Garland of Sacred Syllables, VIII, part two

Garland of Sacred Syllables, VIII, part two

Consciousness and Speech Series VIII.

Sacred Speech Masterclass VIII, part 2.

The Garland of Sacred Syllables, like that of severed skulls, adorns the neck of the Great Goddess.

When I was first in India and first with Naga Babas, I would have loved to have had a manual. I would have loved to be able to read about what I was involved in, the background, I would have loved to have all sorts of information, but unfortunately, or, at least, as it goes, such a manual, such a book didn’t exist then, and doesn’t exist today.

My tendency has always been to look for some sort of printed material to use as my guide, as my map, in order to make this exploration. And whereas maps can be very useful in a very general way, the map is very far from the thing itself, the map is not the treasure. The treasure map is not the treasure. And this is what we have to come to grips with. So it is very natural when we’re coming across, especially alphabetic type of items, syllables, what we would like to refer to as letters, but I have forbidden this. We’re not calling this letters, because they are not letters. We’re not concerned with notation. We’re concerned, here, with articulation.

So the chart, what it is telling us, it is giving us a complete system, it is giving us some hints in terms of how to produce some sounds, basically by mimicking, where our focus is the sound that is being produced. And I can see this from a number of your questions and comments. Comments such as “I can’t hear it. I can’t hear the difference between ‘ta’ and ‘ta.’ I can’t tell the difference between these sounds.” And that is because we’re looking at this almost backwards. I want you to take a bit of a tour in the spaces of articulation in your mouth. I don’t want you to be concerned right now about how it sounds or even how it hears. I want you to be concerned with operations. This is the, this is where the phonetics, and eventually the formal system of Panini’s grammar is arising out of. It’s arising out of operations. Sounds almost mathematical in a sense. But we can explore and actually learn those operations by a process other than memorization or superimposition, superimposing sounds that we imagine, or we think we hear, or that we are trying to create. The authority in these syllables, in these articulations and in fact the authority for munthra (sp?) you will not find in the Moniet (sp?) Williams Dictionary, and you won’t find in the charts of alphabetic syllables, and so forth, you will find it directly in your vocal apparatus. And so this is the focus I am trying to make with you for the purpose of taking this trip.
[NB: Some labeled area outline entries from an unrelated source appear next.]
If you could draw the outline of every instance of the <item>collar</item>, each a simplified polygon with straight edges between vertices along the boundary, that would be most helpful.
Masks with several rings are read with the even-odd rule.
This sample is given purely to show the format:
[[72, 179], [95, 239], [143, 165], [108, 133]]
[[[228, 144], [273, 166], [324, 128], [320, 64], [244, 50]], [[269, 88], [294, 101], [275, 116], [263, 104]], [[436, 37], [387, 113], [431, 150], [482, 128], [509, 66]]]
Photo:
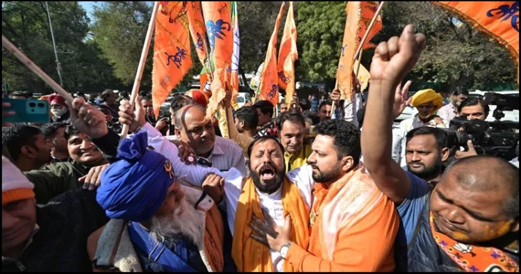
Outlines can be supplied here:
[[257, 194], [258, 194], [259, 198], [264, 198], [264, 199], [269, 199], [272, 200], [280, 200], [282, 199], [282, 185], [283, 184], [281, 184], [281, 186], [279, 187], [279, 189], [276, 190], [276, 191], [274, 192], [272, 194], [267, 194], [265, 193], [262, 193], [258, 191], [257, 187], [255, 187], [255, 191], [257, 191]]
[[[33, 228], [33, 232], [31, 233], [31, 235], [29, 236], [28, 240], [27, 240], [27, 243], [25, 244], [25, 246], [24, 247], [24, 249], [22, 250], [22, 253], [24, 253], [24, 251], [27, 249], [27, 248], [29, 247], [31, 243], [33, 243], [33, 237], [34, 235], [40, 230], [40, 227], [38, 226], [38, 224], [34, 225], [34, 228]], [[4, 262], [10, 262], [10, 261], [18, 261], [17, 259], [13, 259], [8, 257], [3, 257], [2, 256], [2, 264]]]

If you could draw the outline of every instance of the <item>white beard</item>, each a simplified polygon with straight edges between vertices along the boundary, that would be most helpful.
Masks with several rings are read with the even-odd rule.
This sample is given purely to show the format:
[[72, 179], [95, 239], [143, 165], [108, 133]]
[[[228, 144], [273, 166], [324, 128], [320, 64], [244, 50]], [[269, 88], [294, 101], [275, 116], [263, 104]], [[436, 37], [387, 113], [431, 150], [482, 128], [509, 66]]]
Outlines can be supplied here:
[[163, 238], [172, 240], [176, 236], [182, 235], [199, 245], [204, 241], [200, 234], [205, 221], [206, 220], [201, 218], [197, 210], [186, 199], [183, 199], [171, 214], [152, 217], [150, 234], [159, 241]]

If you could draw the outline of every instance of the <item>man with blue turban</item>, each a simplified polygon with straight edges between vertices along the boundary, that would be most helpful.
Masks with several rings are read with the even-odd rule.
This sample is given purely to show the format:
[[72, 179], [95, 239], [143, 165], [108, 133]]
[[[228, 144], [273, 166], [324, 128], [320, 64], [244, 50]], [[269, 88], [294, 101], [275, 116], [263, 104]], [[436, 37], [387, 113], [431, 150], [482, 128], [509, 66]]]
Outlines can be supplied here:
[[94, 269], [235, 269], [231, 255], [223, 254], [224, 227], [215, 203], [201, 191], [177, 182], [179, 177], [190, 177], [188, 166], [172, 164], [148, 150], [145, 131], [123, 140], [117, 158], [102, 174], [96, 196], [111, 220], [89, 237]]

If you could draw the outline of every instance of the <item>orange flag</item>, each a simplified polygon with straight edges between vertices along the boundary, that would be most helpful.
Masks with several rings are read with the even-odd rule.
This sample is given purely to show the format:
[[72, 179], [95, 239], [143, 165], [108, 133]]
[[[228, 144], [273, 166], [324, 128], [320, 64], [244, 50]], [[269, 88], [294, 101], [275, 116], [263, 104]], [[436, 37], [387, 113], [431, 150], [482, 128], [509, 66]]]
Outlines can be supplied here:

Each place of articulation is like an analog. In other words, each space and each operation that we perform at each space to create the different syllables creates something that have reflections at a distance. There are mathematical reflections. These reflections in mathematics can go into the geometrical construction of altars, for example. There are reflections among the elements, because what we can find is that there are different densities in our articulation. Different syllables have different kinds of densities. So, we have seen how a syllable such as “ka” which is located as we can feel it deep in our throat and at the base of all other consonants. We can feel this. I don’t have to. I can explain it to you so that you can go to that place in your throat and feel it. But once you are there, it’s no longer an ideological item. You can feel that’s low-down, at the base of your throat, and it’s a simple striking. So we know that this has density. It’s at the bottom of things. And, we can see how the density changes as we go from varga to varga. We start out in the back and bottom of the throat, with “ka.” We move up one step, one varga to “Cha.”
And I want you all to please be pronouncing this as I am, so that you feel it, so that you experience it, so that you don’t just take my word for it. I am not trying to get you to believe in what I am saying. I am not getting you; I don’t want you to follow another ideology. I want you to move along with me in the vocal space so that you can do this on your own and you can understand this as operations. So we go from ‘ka”, to “cha”, and now the tricky one for English speakers, “ta,” where the tongue is straight up in the mouth, touching the middle of the roof of the mouth, “ta”, to “ta” where the tongue touches the teeth, and finally, “pa.”

What’s significant about density and about the elements is not to figure out which element is with which syllable, or which varga. This is a super imposition. This is one of the questions that I was asked in on the community page. So, what is important for us is in this process of exploration and discovery, that we discover things that are already there, instead of placing things that we can easily discover later.